Britain is set to become the first country in the world to legally offer ‘three-parent baby’ fertility treatments after regulators gave the green light, reports The Times.
The technique, which uses DNA from two women and a man, would allow mothers who carry disease-causing mutations in their mitochondrial genes to give birth to children free of the illness.
British lawmakers had voted in February to allow the treatment, which uses in-vitro fertilisation (IVF), but clinics needed to obtain licences from the Human Fertilisation and Embryology Authority (HFEA). HFEA chair Sally Cheshire hailed the “historic and important” decision to license the treatment, calling it “a world first”. “I’m sure patients who might be in line for this treatment will be really pleased by what we’ve decided today,” she said, but added: “We will proceed with caution.”
HFEA member Andrew Greenfield said the board took the decision because the “evidence suggests we should move forward”.
The report says an independent panel of experts last month said the practice should be “cautiously adopted” to prevent certain genetic diseases from being passed on to future generations.
The first baby conceived using mitochondrial donation was born earlier this year in Mexico, where there are no rules on its use, but Britain is the first to officially authorise it. Greenfield said the Mexico birth was “encouraging but only a single case, so let’s not get carried away”.
Opponents have warned that the move paves the way for “designer babies”. Cheshire is quoted in the report as saying that the ruling did not put the ethics of genetics on a “slippery slope”. “We relied on an expert panel of international scientists,” she said. “This is five years…with an extensive pubic dialogue, and a very heavy debate in parliament.”
The treatment involves the embryo receiving the usual “nuclear” DNA from the mother and father, as well as a small amount of healthy mitochondrial DNA (mDNA) from a female donor.

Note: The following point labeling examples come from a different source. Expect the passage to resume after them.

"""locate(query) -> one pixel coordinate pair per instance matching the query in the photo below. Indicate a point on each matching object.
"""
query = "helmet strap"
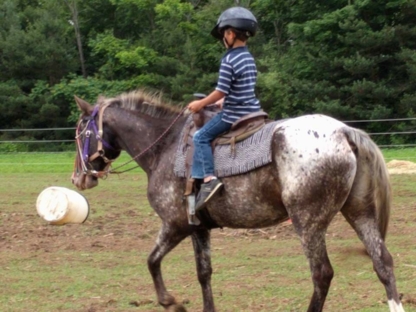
(227, 44)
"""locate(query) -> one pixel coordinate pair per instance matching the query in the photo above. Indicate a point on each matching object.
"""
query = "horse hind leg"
(364, 224)
(166, 241)
(314, 247)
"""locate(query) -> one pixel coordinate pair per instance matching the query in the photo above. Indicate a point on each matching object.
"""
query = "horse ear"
(84, 106)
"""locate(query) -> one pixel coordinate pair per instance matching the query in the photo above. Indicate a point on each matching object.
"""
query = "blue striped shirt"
(237, 80)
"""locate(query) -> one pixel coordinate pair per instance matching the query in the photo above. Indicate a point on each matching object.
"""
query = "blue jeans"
(203, 160)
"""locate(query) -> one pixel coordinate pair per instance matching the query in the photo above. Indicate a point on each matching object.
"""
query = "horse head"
(96, 147)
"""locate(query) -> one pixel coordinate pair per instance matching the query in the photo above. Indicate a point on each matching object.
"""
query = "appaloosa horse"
(319, 167)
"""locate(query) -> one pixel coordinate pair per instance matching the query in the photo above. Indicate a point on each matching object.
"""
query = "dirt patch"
(401, 167)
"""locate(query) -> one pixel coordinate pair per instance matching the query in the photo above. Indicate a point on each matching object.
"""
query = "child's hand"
(220, 102)
(195, 106)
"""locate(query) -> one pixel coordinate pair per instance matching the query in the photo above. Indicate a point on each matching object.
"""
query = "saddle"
(240, 130)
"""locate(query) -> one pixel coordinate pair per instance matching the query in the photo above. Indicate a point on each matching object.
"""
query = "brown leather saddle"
(240, 130)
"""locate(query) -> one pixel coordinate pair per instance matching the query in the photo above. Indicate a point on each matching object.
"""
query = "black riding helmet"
(237, 17)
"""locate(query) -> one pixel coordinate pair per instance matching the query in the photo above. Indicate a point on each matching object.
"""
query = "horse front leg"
(201, 240)
(167, 239)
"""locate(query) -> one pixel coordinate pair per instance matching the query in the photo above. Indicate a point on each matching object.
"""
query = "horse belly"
(250, 200)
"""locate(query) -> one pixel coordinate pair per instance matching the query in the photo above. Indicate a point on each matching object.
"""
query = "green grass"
(101, 265)
(63, 162)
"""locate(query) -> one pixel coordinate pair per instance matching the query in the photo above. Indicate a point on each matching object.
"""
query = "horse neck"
(138, 133)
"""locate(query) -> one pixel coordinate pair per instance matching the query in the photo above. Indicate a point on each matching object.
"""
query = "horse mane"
(144, 102)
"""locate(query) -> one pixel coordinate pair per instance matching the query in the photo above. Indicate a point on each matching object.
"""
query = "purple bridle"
(83, 157)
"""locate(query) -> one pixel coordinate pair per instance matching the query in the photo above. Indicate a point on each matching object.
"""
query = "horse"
(319, 167)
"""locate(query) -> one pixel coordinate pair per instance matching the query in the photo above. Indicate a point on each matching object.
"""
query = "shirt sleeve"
(225, 77)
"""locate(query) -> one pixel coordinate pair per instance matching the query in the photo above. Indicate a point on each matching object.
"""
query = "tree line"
(350, 59)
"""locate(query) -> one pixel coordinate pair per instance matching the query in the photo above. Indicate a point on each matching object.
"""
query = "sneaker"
(208, 190)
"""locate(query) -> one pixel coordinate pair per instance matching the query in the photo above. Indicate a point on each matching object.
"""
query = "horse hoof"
(176, 308)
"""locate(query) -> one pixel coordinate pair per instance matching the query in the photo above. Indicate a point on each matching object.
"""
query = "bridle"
(83, 159)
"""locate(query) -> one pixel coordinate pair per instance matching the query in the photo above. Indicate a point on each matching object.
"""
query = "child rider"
(235, 86)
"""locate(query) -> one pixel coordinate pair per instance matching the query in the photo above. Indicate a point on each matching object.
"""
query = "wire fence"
(375, 135)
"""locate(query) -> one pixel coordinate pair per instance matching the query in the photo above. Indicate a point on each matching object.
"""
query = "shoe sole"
(214, 191)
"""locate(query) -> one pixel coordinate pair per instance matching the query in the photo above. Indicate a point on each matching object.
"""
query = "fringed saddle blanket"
(249, 154)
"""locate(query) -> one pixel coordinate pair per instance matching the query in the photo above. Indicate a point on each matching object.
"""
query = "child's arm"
(214, 96)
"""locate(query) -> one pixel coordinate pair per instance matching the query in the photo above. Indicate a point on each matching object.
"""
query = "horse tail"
(370, 161)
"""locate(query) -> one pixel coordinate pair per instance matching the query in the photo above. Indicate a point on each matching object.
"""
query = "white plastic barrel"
(60, 205)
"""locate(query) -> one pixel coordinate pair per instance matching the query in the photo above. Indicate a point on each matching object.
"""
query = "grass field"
(101, 264)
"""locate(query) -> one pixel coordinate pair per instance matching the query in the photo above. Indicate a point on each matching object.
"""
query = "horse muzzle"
(84, 181)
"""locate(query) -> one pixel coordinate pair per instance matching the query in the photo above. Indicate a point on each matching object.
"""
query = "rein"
(83, 159)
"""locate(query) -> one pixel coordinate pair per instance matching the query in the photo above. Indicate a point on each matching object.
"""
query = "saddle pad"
(249, 154)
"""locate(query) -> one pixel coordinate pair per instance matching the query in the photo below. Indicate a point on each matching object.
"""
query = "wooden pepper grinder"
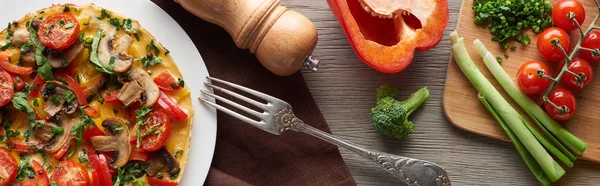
(282, 39)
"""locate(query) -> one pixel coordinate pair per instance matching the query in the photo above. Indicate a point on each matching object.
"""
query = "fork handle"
(411, 171)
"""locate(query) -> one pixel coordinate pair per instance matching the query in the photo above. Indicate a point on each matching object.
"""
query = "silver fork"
(277, 117)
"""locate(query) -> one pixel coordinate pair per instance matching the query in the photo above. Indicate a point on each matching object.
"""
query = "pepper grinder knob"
(282, 39)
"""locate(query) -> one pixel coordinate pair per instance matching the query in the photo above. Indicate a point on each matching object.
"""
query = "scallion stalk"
(533, 166)
(535, 112)
(512, 118)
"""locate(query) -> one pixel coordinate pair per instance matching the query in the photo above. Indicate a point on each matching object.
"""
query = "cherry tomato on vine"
(582, 68)
(565, 101)
(547, 49)
(59, 31)
(528, 79)
(591, 41)
(561, 11)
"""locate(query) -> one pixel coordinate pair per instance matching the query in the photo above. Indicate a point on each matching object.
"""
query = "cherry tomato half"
(153, 181)
(8, 167)
(582, 68)
(564, 99)
(70, 173)
(591, 41)
(6, 87)
(528, 79)
(560, 14)
(59, 31)
(156, 139)
(547, 49)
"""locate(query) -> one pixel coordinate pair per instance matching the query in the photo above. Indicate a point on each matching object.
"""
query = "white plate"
(183, 52)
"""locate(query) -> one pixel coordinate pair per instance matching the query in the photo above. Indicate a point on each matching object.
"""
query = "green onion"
(537, 114)
(529, 160)
(512, 118)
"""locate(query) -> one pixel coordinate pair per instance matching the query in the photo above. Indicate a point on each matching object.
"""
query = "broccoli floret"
(390, 116)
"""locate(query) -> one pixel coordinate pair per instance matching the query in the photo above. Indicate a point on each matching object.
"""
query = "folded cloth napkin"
(245, 155)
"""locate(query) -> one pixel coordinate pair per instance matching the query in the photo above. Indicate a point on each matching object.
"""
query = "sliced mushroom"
(172, 163)
(57, 90)
(117, 142)
(58, 59)
(59, 140)
(155, 164)
(20, 37)
(44, 132)
(130, 92)
(109, 47)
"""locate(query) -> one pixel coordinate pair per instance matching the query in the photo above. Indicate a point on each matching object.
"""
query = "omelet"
(89, 97)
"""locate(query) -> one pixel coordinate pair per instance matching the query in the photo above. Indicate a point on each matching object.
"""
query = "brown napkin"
(245, 155)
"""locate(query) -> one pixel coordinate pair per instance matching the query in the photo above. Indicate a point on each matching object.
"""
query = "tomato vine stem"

The report says the British review panel recommended its clinical use “in specific circumstances… where inheritance of the disease is likely to cause death or serious disease and where there are no acceptable alternatives.”
Robert Meadowcroft, CEO of charity Muscular Dystrophy, said the decision gave affected parents “new hope and choice for the first time”, but urged caution. “We recognise this approach is not without some uncertainty, and, in any trial, success cannot be guaranteed,” he said.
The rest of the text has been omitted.